If I may be allowed a moment of indulgence, I feel compelled to write some tender feelings that have stirred my heart for the past several days, regarding JoLyn Heder Hansen, who just a week ago was informed that she had terminal cancer and would soon be leaving us.
     Although my color outside the lines, boyhood style went contrary to her grain, JoLyn, my kid sister, has remained my loyal friend through all of our years of life together.  As a little girl, her squeals could penetrate lead, and more often than not, her ever watchful eye made for a whole bunch of trouble, but she was always my fierce protector.  Game for as rough a play as my brothers and I could conjure up, we tore a gash in the sprawling Milford flats that may never be mended.  She loved  her dolls, and to play house, and pretty dresses, but was also tough, and could run faster than any boy in her class with the exception of Denny Myers,  although only we knew it, as while in the public eye, she kept her un-ladylike tomboyish side fiercely guarded.  She caught lizards and pollywogs with us boys, and was right next to me when I reached up and snatched a Sparrow hawk from its perch on a cedar fence post.  We tortured insects together, built huts, dug tunnels and forts.  We sang almost from the womb, for people we didn't know in a bunch of unfamiliar places, performing songs in three and four part harmony before we were out of grade school.  JoLyn was our anchor, her perfect alto voice never straying from its key even when audiences seeming to number more than half a town had our hearts trembling with fear.  She was mom's loyal sidekick for as long as I can remember, dusting, cleaning, and doing laundry while becoming especially adept at preparing her favorite meal, Macaroni and cheese, which is what we ate any time our parents were gone at dinner time.  She took easily to caring for us and others, a quality that has never left her, and is to this day her finest virtue as she continues to gently nurture her six children.
     At age seven, while my parents were away, I chopped my thumb off with Dad's hatchet, and when I ran screaming into the house, JoLyn immediately turned nurse. Un phased by the pulsing squirts of blood streaming upward with every beat of my heart, she did what she had seen Mom do for bleeding owee's, and began wrapping the wound with strips torn from a clean bed sheet. Neither of us new anything of the vascular system, or the need to apply pressure, so consequently the dripping mass of crimson cloth on the end of my thumb grew to near volley ball size before we realized we were in serious trouble.  In desperation she began again, but was met with the same result as unknowingly I bled nearly to death.  Providentially, our neighbor, Jackie Williams, came to the rescue, stopping the bleeding in time, but I've never forgotten the fierce determination with which JoLyn battled to save my life.  Some years ago, on the long return drive from Montana after attending the funeral of our grandmother, I caught JoLyn crying during a rest stop and asked what was the matter.  A little embarrassed, she responded,
     "Oh, it's stupid," she replied, but at my insistence, she continued, "'s just the way you guys, (referring to me and my brothers) were talking has me worried!"

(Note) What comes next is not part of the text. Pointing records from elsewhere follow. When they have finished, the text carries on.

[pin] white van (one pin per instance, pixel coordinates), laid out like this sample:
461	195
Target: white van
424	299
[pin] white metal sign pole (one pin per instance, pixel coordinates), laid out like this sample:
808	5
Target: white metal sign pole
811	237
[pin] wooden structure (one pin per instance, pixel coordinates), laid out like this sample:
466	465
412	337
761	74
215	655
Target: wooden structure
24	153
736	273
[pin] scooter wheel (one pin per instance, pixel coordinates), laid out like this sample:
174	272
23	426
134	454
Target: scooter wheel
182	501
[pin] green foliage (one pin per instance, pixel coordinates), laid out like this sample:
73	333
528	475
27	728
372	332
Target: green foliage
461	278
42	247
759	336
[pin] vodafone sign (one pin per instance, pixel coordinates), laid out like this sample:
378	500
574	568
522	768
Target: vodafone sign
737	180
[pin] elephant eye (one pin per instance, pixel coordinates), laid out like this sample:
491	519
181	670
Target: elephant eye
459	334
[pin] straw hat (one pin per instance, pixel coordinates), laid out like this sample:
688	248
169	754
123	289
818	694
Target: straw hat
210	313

     "About what?" I asked.
     "Well," she hesitated, "...Mom and Dad wouldn't approve of your line of thinking, ...nor do I, and it worries me that it may eventually lead you to trouble, and just I can't bear the thought of being in the next life without any one of you." 
     The sweet concern of my angel sister touched me in such a way that I immediately revisited my personal value system, and made the necessary changes in order to come in line with the things I knew she felt strongly about.  Someone once told me,
     "It will never hurt you to do a good thing," and as I thought about her sincere desire, expressed in love and tenderness, it wouldn't have mattered what that good thing was, ...I'd have done it.  For the second time in our young lives, I recognized her fierce determination to protect me from harm, and once again I benefited from her goodness.

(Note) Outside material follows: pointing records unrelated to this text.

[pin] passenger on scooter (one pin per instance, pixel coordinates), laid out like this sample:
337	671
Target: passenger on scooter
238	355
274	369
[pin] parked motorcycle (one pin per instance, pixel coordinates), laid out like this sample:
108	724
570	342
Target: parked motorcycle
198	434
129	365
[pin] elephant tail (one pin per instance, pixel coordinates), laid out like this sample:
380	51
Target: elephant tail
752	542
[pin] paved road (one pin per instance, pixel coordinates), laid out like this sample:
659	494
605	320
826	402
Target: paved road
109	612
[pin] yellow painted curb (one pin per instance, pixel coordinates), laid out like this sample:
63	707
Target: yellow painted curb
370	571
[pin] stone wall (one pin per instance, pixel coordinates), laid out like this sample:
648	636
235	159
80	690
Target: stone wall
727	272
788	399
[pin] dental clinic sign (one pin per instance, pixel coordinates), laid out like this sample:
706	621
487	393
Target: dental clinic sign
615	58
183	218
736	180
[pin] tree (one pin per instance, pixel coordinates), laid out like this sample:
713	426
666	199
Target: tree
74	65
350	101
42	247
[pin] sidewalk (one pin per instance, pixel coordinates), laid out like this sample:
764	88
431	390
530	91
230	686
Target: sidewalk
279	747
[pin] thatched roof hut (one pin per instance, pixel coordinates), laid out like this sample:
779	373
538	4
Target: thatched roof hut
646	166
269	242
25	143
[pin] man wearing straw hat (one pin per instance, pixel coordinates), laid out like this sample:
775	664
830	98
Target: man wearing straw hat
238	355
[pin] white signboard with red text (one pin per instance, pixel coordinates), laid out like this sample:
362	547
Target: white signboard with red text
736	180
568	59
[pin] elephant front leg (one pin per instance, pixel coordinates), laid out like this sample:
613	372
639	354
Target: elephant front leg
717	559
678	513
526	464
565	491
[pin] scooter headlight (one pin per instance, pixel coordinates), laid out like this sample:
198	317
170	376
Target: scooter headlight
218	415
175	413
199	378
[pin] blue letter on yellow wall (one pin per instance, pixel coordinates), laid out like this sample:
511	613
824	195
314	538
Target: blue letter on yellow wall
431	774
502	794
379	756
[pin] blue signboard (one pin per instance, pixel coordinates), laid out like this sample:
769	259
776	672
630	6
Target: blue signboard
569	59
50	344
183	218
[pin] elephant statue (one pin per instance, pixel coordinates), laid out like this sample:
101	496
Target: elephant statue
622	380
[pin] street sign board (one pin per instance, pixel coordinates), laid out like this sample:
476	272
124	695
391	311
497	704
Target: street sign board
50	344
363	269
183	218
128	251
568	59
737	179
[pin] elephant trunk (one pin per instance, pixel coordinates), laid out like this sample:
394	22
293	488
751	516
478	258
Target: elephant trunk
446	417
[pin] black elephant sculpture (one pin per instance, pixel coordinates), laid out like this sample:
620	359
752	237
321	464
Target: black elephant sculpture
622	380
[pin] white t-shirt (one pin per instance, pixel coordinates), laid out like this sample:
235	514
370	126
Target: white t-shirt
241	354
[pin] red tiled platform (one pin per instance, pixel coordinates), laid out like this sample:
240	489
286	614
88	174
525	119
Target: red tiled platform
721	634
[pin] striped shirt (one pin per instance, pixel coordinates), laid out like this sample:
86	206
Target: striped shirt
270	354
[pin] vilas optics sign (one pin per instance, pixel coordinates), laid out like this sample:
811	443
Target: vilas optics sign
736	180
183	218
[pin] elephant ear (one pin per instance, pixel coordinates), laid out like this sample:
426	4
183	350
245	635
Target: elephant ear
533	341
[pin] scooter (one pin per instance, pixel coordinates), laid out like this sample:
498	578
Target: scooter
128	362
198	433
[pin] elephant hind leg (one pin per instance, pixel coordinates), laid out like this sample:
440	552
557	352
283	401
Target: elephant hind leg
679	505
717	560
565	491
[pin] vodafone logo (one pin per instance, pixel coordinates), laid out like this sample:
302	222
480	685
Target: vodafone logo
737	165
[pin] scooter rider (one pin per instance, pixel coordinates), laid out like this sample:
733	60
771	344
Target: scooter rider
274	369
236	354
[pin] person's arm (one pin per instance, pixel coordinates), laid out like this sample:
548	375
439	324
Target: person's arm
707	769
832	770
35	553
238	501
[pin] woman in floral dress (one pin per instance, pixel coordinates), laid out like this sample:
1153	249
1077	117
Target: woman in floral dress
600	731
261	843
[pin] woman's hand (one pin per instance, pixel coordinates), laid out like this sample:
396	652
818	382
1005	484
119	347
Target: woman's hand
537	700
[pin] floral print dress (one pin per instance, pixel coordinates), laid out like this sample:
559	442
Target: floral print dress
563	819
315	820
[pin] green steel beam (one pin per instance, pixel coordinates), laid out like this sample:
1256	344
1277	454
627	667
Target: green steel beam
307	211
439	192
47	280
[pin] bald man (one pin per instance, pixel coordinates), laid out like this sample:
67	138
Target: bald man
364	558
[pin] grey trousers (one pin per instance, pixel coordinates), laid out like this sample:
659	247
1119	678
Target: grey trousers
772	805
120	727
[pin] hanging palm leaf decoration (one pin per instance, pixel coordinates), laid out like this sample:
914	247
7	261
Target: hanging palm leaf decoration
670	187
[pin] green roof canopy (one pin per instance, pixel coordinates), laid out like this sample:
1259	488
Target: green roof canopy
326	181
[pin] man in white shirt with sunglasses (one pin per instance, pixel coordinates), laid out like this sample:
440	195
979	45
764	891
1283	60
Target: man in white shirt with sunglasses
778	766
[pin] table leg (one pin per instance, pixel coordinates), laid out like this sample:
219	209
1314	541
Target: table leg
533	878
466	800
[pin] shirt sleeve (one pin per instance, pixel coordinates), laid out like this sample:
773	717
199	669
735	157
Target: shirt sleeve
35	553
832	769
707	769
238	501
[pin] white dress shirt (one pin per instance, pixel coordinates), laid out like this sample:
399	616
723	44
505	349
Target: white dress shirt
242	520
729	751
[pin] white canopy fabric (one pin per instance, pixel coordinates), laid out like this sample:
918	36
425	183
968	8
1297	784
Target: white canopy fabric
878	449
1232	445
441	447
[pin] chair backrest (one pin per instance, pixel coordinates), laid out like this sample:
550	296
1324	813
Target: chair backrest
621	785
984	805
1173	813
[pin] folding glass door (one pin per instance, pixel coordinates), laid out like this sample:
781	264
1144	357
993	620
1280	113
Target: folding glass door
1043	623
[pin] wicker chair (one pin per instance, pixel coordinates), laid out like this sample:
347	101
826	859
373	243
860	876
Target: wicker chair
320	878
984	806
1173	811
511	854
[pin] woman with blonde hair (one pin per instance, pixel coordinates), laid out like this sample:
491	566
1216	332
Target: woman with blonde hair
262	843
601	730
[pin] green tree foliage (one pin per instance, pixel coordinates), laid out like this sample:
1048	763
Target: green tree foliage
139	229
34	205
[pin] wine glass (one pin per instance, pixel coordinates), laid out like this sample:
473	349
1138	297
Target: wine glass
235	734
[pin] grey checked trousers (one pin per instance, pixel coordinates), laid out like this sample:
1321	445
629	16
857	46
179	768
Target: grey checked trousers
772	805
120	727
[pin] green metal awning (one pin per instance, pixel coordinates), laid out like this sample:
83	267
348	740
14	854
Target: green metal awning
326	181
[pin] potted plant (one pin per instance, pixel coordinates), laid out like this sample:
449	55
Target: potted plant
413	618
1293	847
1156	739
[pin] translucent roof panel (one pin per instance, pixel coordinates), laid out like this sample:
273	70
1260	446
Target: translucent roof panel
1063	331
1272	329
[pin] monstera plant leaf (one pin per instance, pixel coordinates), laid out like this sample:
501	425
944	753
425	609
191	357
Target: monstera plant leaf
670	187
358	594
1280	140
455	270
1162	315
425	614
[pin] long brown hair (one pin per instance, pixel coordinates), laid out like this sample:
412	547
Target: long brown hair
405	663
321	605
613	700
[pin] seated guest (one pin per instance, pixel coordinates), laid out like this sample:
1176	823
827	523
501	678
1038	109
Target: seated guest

    For a full week now, I have been thinking of little else but JoLyn, her wonderful husband, and beautiful family, as together they have struggled to find solace amidst a fire storm of unimaginable revelations regarding the uncertainty of her remaining days. In June, we said goodbye to our brother Van, and now, less than a year later, we are again faced with the painful task of bidding another sibling farewell as JoLyn's numbered days fade with each successive sunset.  Though deeply saddened, I have no fear for her, for my trust in Jesus Christ's infinite grace, and the tender mercies of our loving Father in Heaven, assures me she will be received with open arms.  She has been a champion among all women, and has in every way prepared herself for this invitation home.  I will struggle along with so many at her loss, especially her husband and kids, but the legacy she leaves will carry us on.

   To you dear sister, have been every whit my ideal.  I love you more than air.  I will glory in the moments we have left to share before parting, ...and when you're gone, your precious memory will lead me home.